We called it dating… dating for friends. You have a short time to meet, connect and invite people into your lives. It’s essential to military that live far separated from their families. Holidays will be celebrated, sickness or sorrow endured, accomplishments and birthdays commemorated! In military life you gather your friends around you to mark these occasions or carry each other through dark days. So how do you make these connections and grow them into the deeply connected relationships that rival your own family. Here are a few simple rules and ideas:
1. The 60 Day Rule: Whoever you meet, wherever you go, allow 60 days to assess if someone is a trustworthy and compatible friend. In their first 60 days, or yours, at a new location, some might be more stressed, spazzed or sad than they will be soon. Conversely, for 60 days, some might be able to hide behind friendliness and charm, when a back-stabber or gossiper is lurking just beneath the surface. Wait! Wait before you go too deep, or invite someone into your deeply personal thoughts until you know they are a safe place to air them.

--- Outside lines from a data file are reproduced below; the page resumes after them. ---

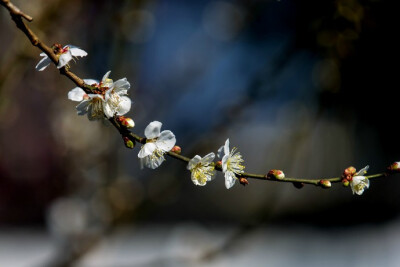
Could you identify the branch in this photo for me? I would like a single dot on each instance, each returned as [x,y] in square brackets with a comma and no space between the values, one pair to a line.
[18,16]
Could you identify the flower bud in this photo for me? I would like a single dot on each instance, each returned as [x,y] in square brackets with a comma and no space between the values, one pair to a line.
[276,174]
[176,149]
[243,181]
[126,122]
[395,167]
[298,185]
[128,143]
[325,183]
[349,173]
[345,182]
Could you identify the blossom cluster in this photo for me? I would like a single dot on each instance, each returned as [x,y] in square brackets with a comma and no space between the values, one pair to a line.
[106,99]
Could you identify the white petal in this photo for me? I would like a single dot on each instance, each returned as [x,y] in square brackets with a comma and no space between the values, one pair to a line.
[221,152]
[82,107]
[226,147]
[64,59]
[208,158]
[166,141]
[230,179]
[124,105]
[362,171]
[121,86]
[43,63]
[152,163]
[77,52]
[153,130]
[76,94]
[193,162]
[90,81]
[146,150]
[105,77]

2. Don’t Be Surprised if Your Friends Don’t Look Like You: Maybe you grew up in a small town, or went to a regional school where everyone looked, talked and thought the same. Being a military dependant is like a Saturday at Sam’s Club, you can tryout and sample! You have common ground, your dependant status. And now maybe things that made you different, like race, age, religion, economic or social class, fashion or style might be a little less visible. Being open to new perspectives from someone a little older or younger, a different ethnicity or status truly enriches. One of the women that most formed me as a military spouse was someone I would never have seen as a peer when we met. She was 15 years my senior, dressed conservatively to the extreme and didn’t even own a TV. Yet our friendship and bond as neighbors and military spouses opened my eyes to so much more than I thought I knew.

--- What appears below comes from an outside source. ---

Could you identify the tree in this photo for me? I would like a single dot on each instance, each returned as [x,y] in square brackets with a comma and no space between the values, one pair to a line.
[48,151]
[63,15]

3. JOIN not LIKE! Bowling league, wine tasting club, PTO, Spouse’s Club, shooting club, bible study, fantasy football league… a few of the many organizations that you have to physically attend. "Liking" on Facebook just won’t do when you want to have true "Friends". Look for groups that have regular and scheduled events. Consistent and frequent contact makes it much easier to get to know others. Don’t hide behind a Smartphone; TALK… not text, to someone live! I had never bowled, and have not bowled since, but spent two years of the most enjoyable Monday mornings in my life at a spouse’s bowling club. Men and women alike passed around my infant twins, so I could have just a few hours of laughter and fun. I knew one person the first day I signed up, but moved away with a photo crammed full of friends, bowling balls and smiles.
4. Don’t Wait, Invite! In a sea of new faces and new friends, it is easy to get lost in the shuffle. Initiate by asking "Do you know a good place in town to have lunch/buy (insert here), workout, get your nails done?" "Gosh, would you want to go with me and show me where it is?" Asking for opinions and channeling the conversation into going somewhere is a great way to get to know someone.
5. If It’s Warm – Go Out Front! I HATE yard work and gardening. But I did my fair share of planting and raking in my front yard just to be able to see who lived around me. Casual conversation grows quickly with someone walking their dog, their kid or pulling into the driveway across the street. Although I enjoyed the privacy of my backyard, while living on base, my front yard was always my favorite place to read or watch my kids. More often than not, a circle of camp chairs out front would grow on a Friday afternoon. Virtually everyone had something to share, whether it food, drink or fellowship, that circle rescued a lot of Friday afternoons.
Your new house won’t be a home until friends are coming through the door. It’s worth the trial time and maybe a few that just don’t work out. With each move, your Christmas card list will get longer, your phone contact list will take up more memory, and most importantly your experience will be richer.